I found the whole film completely absorbing. Most of the first half is set in the cramped offices of the film production company in Paris and the family’s home in the country. The streets of Paris looking like something from Truffaut or Godard. The family spend a weekend in Ravenna, visiting the basilica di Sant’Apollinaire at Classe, just outside the town, where Grègoire explains the mosaics to his daughters. Earlier he had explained the ruins of a Knights Templar chapel close to their home. Afterwards, the children swim in the milky waters of a stream.  There is a short scene near the end where the family is having supper with Grègoire’s friend Serge. The lights in the street go out, plunging everything in darkness. They stumble around in the dark, before lighting candles, and then decide to go out into the street to look at the stars. It’s only a few moments of darkness before all the lights come back on.

The story is based on the life of film producer Humbert Balsan, the founder of Orgnon Films, who hanged himself in his office in 2005. Balsan produced the director Mia Hansen-Løve’s first film.

Les Femmes du 6e Etage is another light comedy, directed by Philippe Le Guay. Set in 1962 largely in the household of M Joubert, the head of the family stock broking firm, it sets up the opposition between the brittle monotony of the bourgeoisie downstairs and the Spanish maids living on the top floor. M Joubert finds in the maids an escape from his own life. When his wife falsely accuses him of an affair with a recently divorced vamp, he accepts the accusation, allowing him to move into the attic; the first time in his life he has had a room of his own. He falls in love with his maid Maria, and three years on, divorced, he drives down to Spain to be with her.
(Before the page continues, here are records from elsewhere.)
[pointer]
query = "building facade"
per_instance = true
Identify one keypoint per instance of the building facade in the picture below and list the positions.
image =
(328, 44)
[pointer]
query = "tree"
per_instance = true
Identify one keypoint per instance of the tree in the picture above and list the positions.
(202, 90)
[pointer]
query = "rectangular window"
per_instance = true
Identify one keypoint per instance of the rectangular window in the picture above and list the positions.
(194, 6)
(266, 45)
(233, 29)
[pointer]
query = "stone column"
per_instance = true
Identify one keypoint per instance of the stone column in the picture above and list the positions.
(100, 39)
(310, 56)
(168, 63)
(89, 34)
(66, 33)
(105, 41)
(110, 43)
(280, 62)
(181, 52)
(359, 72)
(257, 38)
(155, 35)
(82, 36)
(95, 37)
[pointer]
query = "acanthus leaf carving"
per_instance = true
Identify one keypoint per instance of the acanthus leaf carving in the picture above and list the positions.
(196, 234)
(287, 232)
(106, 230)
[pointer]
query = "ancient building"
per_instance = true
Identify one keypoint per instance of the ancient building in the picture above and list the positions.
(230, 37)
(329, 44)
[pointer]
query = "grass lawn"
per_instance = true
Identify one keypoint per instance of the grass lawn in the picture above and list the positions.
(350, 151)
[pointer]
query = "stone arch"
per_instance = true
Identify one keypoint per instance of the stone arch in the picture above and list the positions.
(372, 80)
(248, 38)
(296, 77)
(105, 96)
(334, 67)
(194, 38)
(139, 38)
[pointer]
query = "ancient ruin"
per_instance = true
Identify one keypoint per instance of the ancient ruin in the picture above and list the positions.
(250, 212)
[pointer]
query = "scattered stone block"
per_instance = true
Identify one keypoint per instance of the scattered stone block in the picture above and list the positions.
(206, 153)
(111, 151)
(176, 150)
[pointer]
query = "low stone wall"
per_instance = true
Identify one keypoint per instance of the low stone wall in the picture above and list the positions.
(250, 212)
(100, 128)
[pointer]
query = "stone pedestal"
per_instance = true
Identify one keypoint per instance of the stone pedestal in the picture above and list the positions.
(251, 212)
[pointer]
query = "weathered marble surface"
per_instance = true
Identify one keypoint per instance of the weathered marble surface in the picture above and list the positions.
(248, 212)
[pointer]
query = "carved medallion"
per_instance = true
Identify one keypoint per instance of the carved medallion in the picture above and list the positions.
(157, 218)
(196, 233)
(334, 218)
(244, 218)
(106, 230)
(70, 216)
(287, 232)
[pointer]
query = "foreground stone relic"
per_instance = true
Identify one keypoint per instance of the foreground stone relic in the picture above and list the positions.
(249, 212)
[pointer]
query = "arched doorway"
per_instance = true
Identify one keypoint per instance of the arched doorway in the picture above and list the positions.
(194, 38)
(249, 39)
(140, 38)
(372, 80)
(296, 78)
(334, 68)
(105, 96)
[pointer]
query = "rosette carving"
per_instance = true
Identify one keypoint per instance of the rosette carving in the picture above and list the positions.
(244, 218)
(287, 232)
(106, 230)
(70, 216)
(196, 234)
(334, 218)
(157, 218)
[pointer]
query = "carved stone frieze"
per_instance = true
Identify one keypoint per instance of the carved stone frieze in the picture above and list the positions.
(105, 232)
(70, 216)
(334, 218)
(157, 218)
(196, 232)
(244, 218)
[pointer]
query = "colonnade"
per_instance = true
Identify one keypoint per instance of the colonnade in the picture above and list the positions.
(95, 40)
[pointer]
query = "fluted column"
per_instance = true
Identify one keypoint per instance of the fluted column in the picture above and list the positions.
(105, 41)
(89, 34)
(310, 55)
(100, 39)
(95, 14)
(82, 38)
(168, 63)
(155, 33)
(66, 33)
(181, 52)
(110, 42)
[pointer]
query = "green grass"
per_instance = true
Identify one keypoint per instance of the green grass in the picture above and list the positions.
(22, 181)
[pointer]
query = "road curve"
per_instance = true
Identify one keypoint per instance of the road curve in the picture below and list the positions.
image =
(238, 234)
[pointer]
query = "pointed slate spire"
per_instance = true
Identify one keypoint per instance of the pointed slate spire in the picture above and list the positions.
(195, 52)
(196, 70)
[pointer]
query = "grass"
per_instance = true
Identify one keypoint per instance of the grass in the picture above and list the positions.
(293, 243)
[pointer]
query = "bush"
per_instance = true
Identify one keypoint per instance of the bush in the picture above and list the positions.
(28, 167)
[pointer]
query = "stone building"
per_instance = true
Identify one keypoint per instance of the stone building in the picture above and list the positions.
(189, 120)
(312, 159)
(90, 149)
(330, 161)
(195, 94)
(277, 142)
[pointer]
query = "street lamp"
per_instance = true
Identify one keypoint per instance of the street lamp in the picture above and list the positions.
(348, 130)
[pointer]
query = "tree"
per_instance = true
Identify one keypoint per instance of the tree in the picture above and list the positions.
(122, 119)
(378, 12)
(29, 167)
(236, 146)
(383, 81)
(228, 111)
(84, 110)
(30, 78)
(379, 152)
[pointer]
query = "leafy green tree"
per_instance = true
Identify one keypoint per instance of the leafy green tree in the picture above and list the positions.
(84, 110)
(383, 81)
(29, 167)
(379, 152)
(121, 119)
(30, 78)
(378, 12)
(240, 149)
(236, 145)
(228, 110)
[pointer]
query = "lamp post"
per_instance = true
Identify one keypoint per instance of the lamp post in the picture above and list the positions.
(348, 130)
Joubert, the dull middle aged professional man, is played by Fabrice Luchini. Last year we saw him in La Fille de Monaco, another Anne Fontaine film, where he plays a very similar role, a middle aged professional man falling foolishly in love with the ambitious young local TV weather girl. The other three films we saw last year were a Claude Lelouch film called Roman à Gare and two comedies, one called L’Arnacoeur and the other MicMacs à Tire-larigot. Micmacs is a film about a group of outsiders pitted against two arms manufacturers and was directed by Jean-Pierre Jeunet. L’Arnacoeur is directed by Pascal Chaumeil and stars Roman Duris as a man who runs a business which breaks up relationships, but only where the women is unhappy. Julie Ferrier is excellent in both. The best film of the three is the Lelouch, starring Dominique Pinon. His character is the ghost writer for a best-selling novelist played by Fanny Ardant, but we aren’t sure of anything until the denouement.